Re: convertKeyIdentifier

Hi, Mark-

Here's the facts as I see them... others should feel free to jump in 
with corrections or clarifications, or even other use cases or requirements.

The context is the DOM3 Events spec [1].  We are discussing what the 
values for some of the key values should be... we have constructed a 
level of abstraction above scan codes, keyCode/charCode, key mappings, 
dead keys, and all that, into a set of "key identifiers".  (Note that a 
"key identifier" is actually the current modified and mapped value for 
the key, nothing like a keyCode or scan code).  We are discussing what 
the nature of the value should be, in the context of an API for key events.

For historical context, key identifiers were specified originally as a 
set of key names (for control keys, etc., like "Enter", "Tab", or "F1") 
and a set of Unicode strings ("U+xxxx").  This is how it last stood when 
work was stopped on the spec in 2003, and published as a W3C Note. (It 
was a bit muddled in some details, but a good start.)


We have recently taken up the spec again and are revisiting the key 
identifier issue, and in looking at the model, are discussing what the 
best return values are for a particular keystroke.  In the current 
model, each key identifier has one or more of the following "value 
types": a key name (like "Shift"), a character value (like "w"), or a 
Unicode string (like "U+0308").

With the key names (those that don't represent a character or dead key 
that has a Unicode code point), we seem to be resolved on the full 
multi-character string.

However, with the Unicode value, there is some contention about which is 
the best way to do this.  We know we want to make it very easy for 
script authors to get the character representation of the code point, 
but we also want them to be able to get the code point, for things like 
"\u0308" (diaeresis dead key).  This is obviously important for 
internationalization.

We also know that we want people to easily be able to represent the key 
identifiers in markup (such as the value for @accesskey, perhaps), so it 
should be representable there as well.  (My assumption there is that 
they should be able to use any of the character value, the code point 
string, or the key name, as appropriate and convenient.)

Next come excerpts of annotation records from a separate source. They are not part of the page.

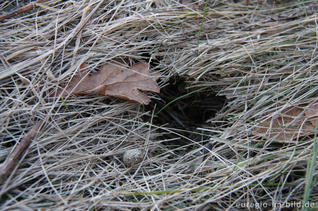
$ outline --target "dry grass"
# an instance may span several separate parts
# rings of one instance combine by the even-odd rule
[[[208,1],[198,42],[205,2],[178,1],[52,0],[3,22],[1,160],[38,119],[45,123],[1,184],[0,209],[244,210],[237,203],[303,200],[317,206],[315,137],[268,138],[254,128],[317,100],[318,3]],[[152,124],[160,113],[108,96],[45,100],[82,62],[93,72],[118,57],[148,61],[162,87],[178,75],[189,90],[211,86],[200,92],[226,98],[218,113],[227,116],[198,125],[204,133],[197,135],[214,144],[198,173],[186,173],[206,142],[183,137],[182,145],[167,145],[162,131],[180,133]],[[127,169],[123,154],[135,148],[144,159]]]

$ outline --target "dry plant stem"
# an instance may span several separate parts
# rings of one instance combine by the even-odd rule
[[[22,7],[20,7],[17,10],[16,10],[13,12],[0,16],[0,21],[5,20],[6,19],[8,19],[12,17],[14,17],[17,15],[22,14],[24,12],[30,11],[31,10],[33,10],[37,7],[36,3],[43,3],[47,1],[47,0],[37,0],[37,1],[31,2],[25,6],[24,6]]]
[[[15,164],[19,161],[19,159],[29,147],[31,140],[36,134],[43,122],[42,120],[39,121],[31,130],[25,134],[22,141],[14,149],[13,152],[9,155],[8,159],[0,168],[0,184],[11,172]]]

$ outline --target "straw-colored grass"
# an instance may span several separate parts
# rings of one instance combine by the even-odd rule
[[[248,1],[208,0],[205,9],[205,1],[51,0],[3,21],[2,162],[38,120],[44,123],[1,184],[0,209],[317,207],[316,136],[269,138],[255,128],[317,100],[318,2]],[[118,57],[148,61],[162,87],[178,75],[189,92],[210,86],[199,91],[202,100],[207,93],[226,98],[223,116],[197,125],[197,136],[213,147],[196,172],[187,171],[207,142],[182,136],[182,127],[152,124],[158,108],[143,112],[137,103],[100,95],[45,100],[82,63],[93,73]],[[302,123],[289,126],[301,130]],[[180,144],[169,145],[168,133],[179,134]],[[134,148],[144,159],[126,168],[123,155]]]

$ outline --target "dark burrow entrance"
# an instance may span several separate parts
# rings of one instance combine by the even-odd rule
[[[149,105],[146,106],[146,111],[152,112],[155,105],[156,104],[154,112],[156,114],[170,102],[199,88],[186,89],[189,83],[187,84],[184,79],[177,76],[171,79],[167,83],[169,83],[169,85],[162,88],[160,93],[158,94],[161,100],[152,99]],[[157,114],[157,117],[154,118],[153,124],[162,126],[168,123],[165,127],[173,129],[171,130],[196,142],[202,142],[209,139],[207,135],[213,134],[211,132],[197,128],[212,126],[211,123],[205,122],[214,117],[216,113],[218,112],[224,106],[225,99],[225,97],[217,96],[216,93],[208,88],[181,98],[170,104]],[[167,131],[162,130],[161,132],[166,132]],[[184,138],[180,138],[180,136],[178,134],[170,133],[165,134],[163,136],[161,137],[162,140],[179,138],[164,143],[168,148],[171,147],[172,149],[176,146],[188,145],[185,149],[185,151],[193,149],[193,144],[189,145],[193,142]],[[206,143],[200,142],[202,144]]]

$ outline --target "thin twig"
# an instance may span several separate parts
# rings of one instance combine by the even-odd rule
[[[5,20],[6,19],[8,19],[10,18],[14,17],[18,15],[22,14],[26,12],[29,11],[31,10],[33,10],[33,9],[37,7],[37,3],[44,3],[47,1],[47,0],[37,0],[37,1],[35,1],[12,12],[1,15],[0,16],[0,21]]]
[[[40,129],[43,120],[40,120],[28,132],[22,141],[14,149],[12,154],[9,156],[8,159],[4,164],[0,167],[0,184],[5,179],[7,176],[11,173],[14,167],[15,164],[19,162],[19,159],[23,153],[25,151],[31,143],[31,141],[34,137],[38,130]]]

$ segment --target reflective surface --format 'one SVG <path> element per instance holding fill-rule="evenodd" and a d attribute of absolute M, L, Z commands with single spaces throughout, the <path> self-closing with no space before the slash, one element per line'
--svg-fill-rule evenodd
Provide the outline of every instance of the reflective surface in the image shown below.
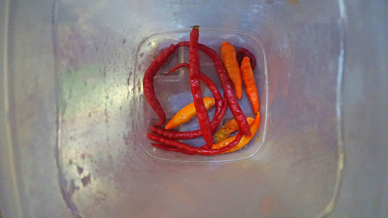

We also want to allow people to test the Unicode range of the key 
identifier, to see if it falls into a certain orthography, general 
category, etc..

Finally, we want this to be as simple as possible to understand, 
implement, and use, while not sacrificing any potential functionality.

As a secondary goal, we may want to allow people to convert the 
resulting key identifier (or, indeed, any string) into different 
characterizations (entity, code point, character, key name), not as part 
of an event, but in the general case.

A few mechanisms have been proposed.  One centers around a single 
attribute value on the keyboard event (".key"), which may resolve to the 
most author-friendly value, which can then perhaps be manipulated (there 
are various permutations of this idea).  The other involves an 
additional attribute (".codePoint"), that gives the Unicode code point, 
if one exists.

Any insight the i18n folks could shine here would be appreciated.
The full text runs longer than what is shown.